In the last week, the gutting has begun. Our second bathroom has been demolished and reduced to rubble. And, now that the first plaster has flown, the floor has been jack-hammered and the fixtures have been tossed, I am so excited! I can’t wait to demolish the rest! I had feared living through the construction. Now I just want it all ripped out! It will soon be the newest spot in our old home and I may even envy my daughters’ space.
The other fear was our car situation. I drive a 2003 Chevy Trailblazer. To be honest, I have always hated that car. The electrical stuff goes out all the time. When we discovered I was pregnant, though, the idea of a minivan loomed large. Not only did I fear the financial stress (on top of the remodel, these are two huge budget-drainers!) but I never saw myself in a minivan.
Welp, we found a screaming deal on a 2003 Honda Odyssey and I may never go back to anything else!

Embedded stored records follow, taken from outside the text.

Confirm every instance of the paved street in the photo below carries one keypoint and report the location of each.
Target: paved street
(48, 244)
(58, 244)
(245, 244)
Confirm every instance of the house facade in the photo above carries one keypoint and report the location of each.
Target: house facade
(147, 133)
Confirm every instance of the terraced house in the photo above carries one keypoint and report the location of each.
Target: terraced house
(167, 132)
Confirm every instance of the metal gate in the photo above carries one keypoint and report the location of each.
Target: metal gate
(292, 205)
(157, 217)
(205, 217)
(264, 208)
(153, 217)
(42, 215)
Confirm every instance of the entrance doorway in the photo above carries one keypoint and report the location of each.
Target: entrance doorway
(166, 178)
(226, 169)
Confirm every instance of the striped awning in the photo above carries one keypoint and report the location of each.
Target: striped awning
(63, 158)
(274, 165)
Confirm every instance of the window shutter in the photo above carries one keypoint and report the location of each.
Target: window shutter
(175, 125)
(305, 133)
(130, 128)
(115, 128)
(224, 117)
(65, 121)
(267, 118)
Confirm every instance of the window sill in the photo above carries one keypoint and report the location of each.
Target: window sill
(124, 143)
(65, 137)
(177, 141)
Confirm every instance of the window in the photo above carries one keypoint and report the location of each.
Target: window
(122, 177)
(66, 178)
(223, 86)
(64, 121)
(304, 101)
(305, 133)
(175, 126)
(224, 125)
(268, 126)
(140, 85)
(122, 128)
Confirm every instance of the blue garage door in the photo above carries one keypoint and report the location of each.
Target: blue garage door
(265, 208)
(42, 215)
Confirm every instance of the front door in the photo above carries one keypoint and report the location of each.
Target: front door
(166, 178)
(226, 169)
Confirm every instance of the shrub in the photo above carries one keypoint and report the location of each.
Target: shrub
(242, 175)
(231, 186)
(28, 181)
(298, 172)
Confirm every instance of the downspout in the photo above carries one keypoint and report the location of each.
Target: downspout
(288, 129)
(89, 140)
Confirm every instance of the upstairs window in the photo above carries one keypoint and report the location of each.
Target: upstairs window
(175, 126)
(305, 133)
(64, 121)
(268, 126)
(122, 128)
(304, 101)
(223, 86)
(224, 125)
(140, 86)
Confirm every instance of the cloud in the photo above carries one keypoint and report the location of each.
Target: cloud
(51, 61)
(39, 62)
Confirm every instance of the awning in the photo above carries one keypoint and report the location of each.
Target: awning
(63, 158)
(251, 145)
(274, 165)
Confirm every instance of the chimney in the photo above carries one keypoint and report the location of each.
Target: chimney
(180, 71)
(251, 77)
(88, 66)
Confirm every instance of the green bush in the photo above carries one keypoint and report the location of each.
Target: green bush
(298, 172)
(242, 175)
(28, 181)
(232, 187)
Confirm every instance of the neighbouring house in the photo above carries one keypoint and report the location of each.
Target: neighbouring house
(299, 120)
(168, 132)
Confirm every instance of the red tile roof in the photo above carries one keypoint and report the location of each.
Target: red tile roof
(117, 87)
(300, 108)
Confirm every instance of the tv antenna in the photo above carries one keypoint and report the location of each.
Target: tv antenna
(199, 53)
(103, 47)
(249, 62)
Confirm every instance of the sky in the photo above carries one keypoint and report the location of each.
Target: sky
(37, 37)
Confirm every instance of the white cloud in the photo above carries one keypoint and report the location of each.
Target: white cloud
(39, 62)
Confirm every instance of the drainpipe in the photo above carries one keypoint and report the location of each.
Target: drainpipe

I love this car! What in the WORLD took me so long!? I contacted all my friends who have schlepped my kids to various events and said, “I am going to be a carpooling dynamo from now on!”
Then there is the change in my body. I did NOT NOT NOT want to be 41 and knocked up. I finally felt like I was getting regular exercise, entering my 40s as a fit woman and… ka-plooey! There it all goes. We all know this is not a 9-month process for the mom’s body. With nursing and plain old fatigue, this is going to take two years away from me. Two years during which I will relinquish control of my body and give it to a baby. Don’t get me wrong… I know this is a miracle and I am blessed to even be fertile, but it does mean a sacrifice and I have not been graceful about this particular transition.
But, I am now in Week 13, done with my first trimester, and feeling really great!
And, finally, there is the change occurring in my belly every day. We had another ultrasound today… we saw the baby’s fists and feet. It arched its wee back and bounced around. Oh my goodness, what an amazing thing my body is participating in right now!
We still face fears, mostly of the financial variety, but I increasingly feel a deep-down peace as I look forward into all this metamorphosis in our lives.
I CAN mother… and really, that’s all I need to do well.